Temperature

All bacteria have characteristic minimum (Tmin) and maximum (Tmax) temperatures for growth. The determinants and regulators of these limits are not well understood, but extensive research efforts go into determining the mechanism of thermophily, particularly with regards to the nature of thermophile proteins and membranes (Lieph et al., 2006). The observations that heat sensitive mutations lead to a lowering of Tmax but not Tmin suggests that both are independent, single genome traits (Sundaram, 1986). Membrane lipids of thermophiles tend to have a greater abundance of high melting point (saturated long chain) fatty acids than their mesophilic counterparts (Suutari and Laakso, 1994). These can be further adjusted, depending on the growth temperature. Bacterial phospholipid bilayer membranes undergo a thermotrophic reversible transition between an ordered rigid gel (solid phase), and a fluid (liquid crystalline) phase. This transition involves the melting of the hydrocarbon chains in the interior of the bilayer. The temperature at which this takes place depends on the nature (melting point) of the membrane fatty acids (Cronan and Gelman, 1975).

The heterogeneity of membrane lipid composition implies that phase changes take place over a range of temperature, rather than at a discrete point, with liquid crystalline and solid gel phases existing simultaneously. Above the upper boundary, liquid crystals obtain while solid gels exist below the lower boundary. Depending on the type of organism, membrane bound proteins may, or may not, have any effect on the phase transition temperature (McElhany and Souza, 1976; Lipowsky, 1991). The quantity and quality (ratio and types) of membrane lipids and proteins of thermophiles have also been shown to vary with the growth temperature (Suutari and Laakso, 1994). In the eubacterium B. stearothermophilus this manifests as a decrease in total lipid, and an increase in membrane protein, whereas in the archae T. aquaticus the quantity of lipid increases with temperature. In B. stearothermophilus and E. coli, the existence of membranes in liquid crystalline phase is believed to be essential for performance of membrane functions. This implies a role for the membrane transition point in setting Tmin and Tmax. Changes in conformation of essential enzymes, leading to loss or reduction of catalytic activity, or alteration of important regulatory characteristics, which may lead to arrest of growth below certain temperature (Tmin), may also affect minimum temperature of thermophiles. Additionally, ribosomal assembly in thermophilic bacteria has been shown to be energy intensive and may thus contribute in setting a high minimum temperature for growth (Suutari and Laakso, 1994).

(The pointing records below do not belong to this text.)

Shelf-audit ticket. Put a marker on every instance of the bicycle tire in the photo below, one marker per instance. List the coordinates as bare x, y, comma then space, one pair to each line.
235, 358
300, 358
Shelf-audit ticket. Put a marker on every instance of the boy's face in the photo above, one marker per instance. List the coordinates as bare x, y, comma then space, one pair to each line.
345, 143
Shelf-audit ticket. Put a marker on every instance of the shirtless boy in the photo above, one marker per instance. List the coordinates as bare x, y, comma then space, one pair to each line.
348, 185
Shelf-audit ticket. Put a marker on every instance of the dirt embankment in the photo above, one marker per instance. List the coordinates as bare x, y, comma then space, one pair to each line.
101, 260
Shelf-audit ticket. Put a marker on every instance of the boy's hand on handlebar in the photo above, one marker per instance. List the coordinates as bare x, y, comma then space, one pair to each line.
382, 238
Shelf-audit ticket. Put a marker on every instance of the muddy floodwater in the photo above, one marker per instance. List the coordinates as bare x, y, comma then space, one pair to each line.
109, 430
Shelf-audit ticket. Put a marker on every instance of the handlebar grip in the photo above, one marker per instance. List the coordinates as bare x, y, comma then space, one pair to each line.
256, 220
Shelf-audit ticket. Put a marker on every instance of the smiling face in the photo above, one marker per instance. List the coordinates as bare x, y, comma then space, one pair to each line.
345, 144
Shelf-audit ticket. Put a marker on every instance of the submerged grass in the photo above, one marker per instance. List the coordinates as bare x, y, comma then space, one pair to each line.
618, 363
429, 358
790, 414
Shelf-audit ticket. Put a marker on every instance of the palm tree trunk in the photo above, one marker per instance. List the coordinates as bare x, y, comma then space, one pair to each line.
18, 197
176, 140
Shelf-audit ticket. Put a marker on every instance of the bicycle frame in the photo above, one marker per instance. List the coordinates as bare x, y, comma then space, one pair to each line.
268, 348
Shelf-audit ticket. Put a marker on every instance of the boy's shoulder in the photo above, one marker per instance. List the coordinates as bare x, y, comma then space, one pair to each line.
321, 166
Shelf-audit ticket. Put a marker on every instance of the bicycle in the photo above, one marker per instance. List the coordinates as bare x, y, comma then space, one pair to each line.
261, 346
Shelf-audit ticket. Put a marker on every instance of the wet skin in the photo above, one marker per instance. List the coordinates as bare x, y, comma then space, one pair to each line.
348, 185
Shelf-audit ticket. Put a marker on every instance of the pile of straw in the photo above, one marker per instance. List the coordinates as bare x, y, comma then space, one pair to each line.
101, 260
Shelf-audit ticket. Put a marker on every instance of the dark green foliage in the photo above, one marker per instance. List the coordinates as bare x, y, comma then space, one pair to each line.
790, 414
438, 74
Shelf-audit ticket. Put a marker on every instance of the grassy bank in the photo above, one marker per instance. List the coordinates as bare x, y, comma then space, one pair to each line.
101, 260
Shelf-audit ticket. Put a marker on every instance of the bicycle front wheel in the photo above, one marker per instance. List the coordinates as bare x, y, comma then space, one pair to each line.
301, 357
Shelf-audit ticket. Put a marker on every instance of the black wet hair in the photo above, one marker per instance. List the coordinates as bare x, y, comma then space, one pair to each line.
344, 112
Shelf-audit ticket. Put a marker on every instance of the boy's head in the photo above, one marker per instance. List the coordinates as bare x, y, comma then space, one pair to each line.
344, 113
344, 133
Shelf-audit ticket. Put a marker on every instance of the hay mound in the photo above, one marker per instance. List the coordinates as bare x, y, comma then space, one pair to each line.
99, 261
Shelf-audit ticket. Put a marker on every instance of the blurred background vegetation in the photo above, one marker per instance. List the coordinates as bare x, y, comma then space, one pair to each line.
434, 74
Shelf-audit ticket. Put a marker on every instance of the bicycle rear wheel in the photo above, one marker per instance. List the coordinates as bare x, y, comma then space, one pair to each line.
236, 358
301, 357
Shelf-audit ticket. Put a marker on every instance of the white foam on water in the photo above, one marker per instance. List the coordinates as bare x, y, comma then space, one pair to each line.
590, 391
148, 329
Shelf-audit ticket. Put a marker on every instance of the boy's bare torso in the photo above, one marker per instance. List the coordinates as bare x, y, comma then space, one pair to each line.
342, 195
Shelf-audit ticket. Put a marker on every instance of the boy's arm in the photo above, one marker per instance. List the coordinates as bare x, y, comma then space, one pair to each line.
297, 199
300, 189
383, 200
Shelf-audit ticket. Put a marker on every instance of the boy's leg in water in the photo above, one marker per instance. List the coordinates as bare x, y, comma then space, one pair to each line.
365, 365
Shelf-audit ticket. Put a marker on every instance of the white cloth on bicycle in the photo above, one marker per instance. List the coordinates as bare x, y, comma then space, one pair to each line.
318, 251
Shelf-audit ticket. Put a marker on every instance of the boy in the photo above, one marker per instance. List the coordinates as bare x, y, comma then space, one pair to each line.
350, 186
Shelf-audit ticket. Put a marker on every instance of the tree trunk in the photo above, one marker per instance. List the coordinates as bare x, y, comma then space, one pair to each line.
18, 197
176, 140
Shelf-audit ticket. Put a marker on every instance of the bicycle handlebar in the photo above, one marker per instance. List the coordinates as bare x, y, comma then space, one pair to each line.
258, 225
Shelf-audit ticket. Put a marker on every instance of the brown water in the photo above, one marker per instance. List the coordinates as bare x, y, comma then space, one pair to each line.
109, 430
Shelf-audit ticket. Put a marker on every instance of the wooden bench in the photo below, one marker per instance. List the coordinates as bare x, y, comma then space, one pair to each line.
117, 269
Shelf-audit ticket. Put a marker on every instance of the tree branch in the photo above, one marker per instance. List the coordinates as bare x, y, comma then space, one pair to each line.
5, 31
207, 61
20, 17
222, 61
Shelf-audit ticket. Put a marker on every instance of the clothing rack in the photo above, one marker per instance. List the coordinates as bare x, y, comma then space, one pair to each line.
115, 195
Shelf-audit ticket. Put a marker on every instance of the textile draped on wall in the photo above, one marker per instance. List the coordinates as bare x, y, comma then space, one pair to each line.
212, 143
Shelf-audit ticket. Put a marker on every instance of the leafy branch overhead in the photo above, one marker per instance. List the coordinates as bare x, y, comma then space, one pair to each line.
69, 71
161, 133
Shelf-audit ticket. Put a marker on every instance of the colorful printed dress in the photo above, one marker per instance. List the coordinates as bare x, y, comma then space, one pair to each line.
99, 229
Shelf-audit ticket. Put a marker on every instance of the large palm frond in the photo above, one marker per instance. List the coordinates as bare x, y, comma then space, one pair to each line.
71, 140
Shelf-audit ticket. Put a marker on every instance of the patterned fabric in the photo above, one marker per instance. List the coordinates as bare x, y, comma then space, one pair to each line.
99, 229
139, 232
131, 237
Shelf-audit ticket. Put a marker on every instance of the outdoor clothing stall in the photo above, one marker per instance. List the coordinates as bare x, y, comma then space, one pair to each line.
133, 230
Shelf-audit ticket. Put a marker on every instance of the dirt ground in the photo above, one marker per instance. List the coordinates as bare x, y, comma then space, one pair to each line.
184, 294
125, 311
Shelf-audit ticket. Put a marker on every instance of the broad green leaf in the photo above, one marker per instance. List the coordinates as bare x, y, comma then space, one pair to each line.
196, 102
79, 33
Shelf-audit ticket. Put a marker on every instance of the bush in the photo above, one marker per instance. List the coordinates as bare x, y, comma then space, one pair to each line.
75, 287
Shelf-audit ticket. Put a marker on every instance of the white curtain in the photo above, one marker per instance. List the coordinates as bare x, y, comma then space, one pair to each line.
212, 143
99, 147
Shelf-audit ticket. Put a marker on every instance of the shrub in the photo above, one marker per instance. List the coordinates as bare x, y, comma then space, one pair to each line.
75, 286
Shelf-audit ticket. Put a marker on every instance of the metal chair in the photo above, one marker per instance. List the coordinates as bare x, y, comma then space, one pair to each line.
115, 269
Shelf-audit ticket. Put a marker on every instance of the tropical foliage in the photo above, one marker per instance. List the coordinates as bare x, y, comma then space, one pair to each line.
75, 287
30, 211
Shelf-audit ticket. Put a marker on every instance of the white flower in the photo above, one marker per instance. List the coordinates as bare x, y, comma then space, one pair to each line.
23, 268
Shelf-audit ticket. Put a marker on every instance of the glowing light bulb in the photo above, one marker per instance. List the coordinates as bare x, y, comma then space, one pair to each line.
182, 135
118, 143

As for Tmin, determinants of Tmax are not well understood. Early suggestions were that the membrane lipid phase transition temperature may be important in setting the upper temperature. This position was prompted by observations in some thermopiles that increase in growth temperature led to an increase in the melting point of membrane lipids. It is contradicted however, by observations that the phase transition temperature may be varied by manipulating the lipid composition without affecting the Tmax, while (in B. stearothermophilus) mutations which lowered Tmax did not affect the lipid transition temperature (Kawada and Nosoh, 1981). In spite of these observations, membrane stability may be a major determinant of Tmax in so far as cell death may be accelerated by heat damage to the membrane above its optimum temperature (Kuhn et al., 1980). The fluidity of membrane lipid (transition phase) will therefore be an index of stability at a given temperature. Membranes of thermophiles have been shown to be more stable than that of mesophiles, and to increase in stability with temperature (Suutari and Laakso, 1994).

It is also believed that there is a limit to the gap that can exist between the transition temperature and Tmax, i.e., a limit to the level of fluidity of membranes in growing bacteria. Mutants of E. coli defective in lipid synthesis were unable to grow under conditions that led to the incorporation of very low melting point lipids. It is presumed that incorporation of such lipids in the membrane led to production of membranes that were too fluid and therefore unstable at the Topt. A similar observation was made in the growth of heat sensitive B. stearothermophius (Sundaram, 1986). This organism could not adjust its membrane phase transition point beyond 41 °C, and rapidly lost the ability to grow beyond 58°C, which became the Topt and Tmax, as well as the upper limit for membrane stability. The wild type organism could adjust its upper phase transition point to 65°C, and could grow at 72°C. The Tmax of microbes may also be affected by temperature stability of various macromolecules, particularly enzymes (Lindsay, 1995).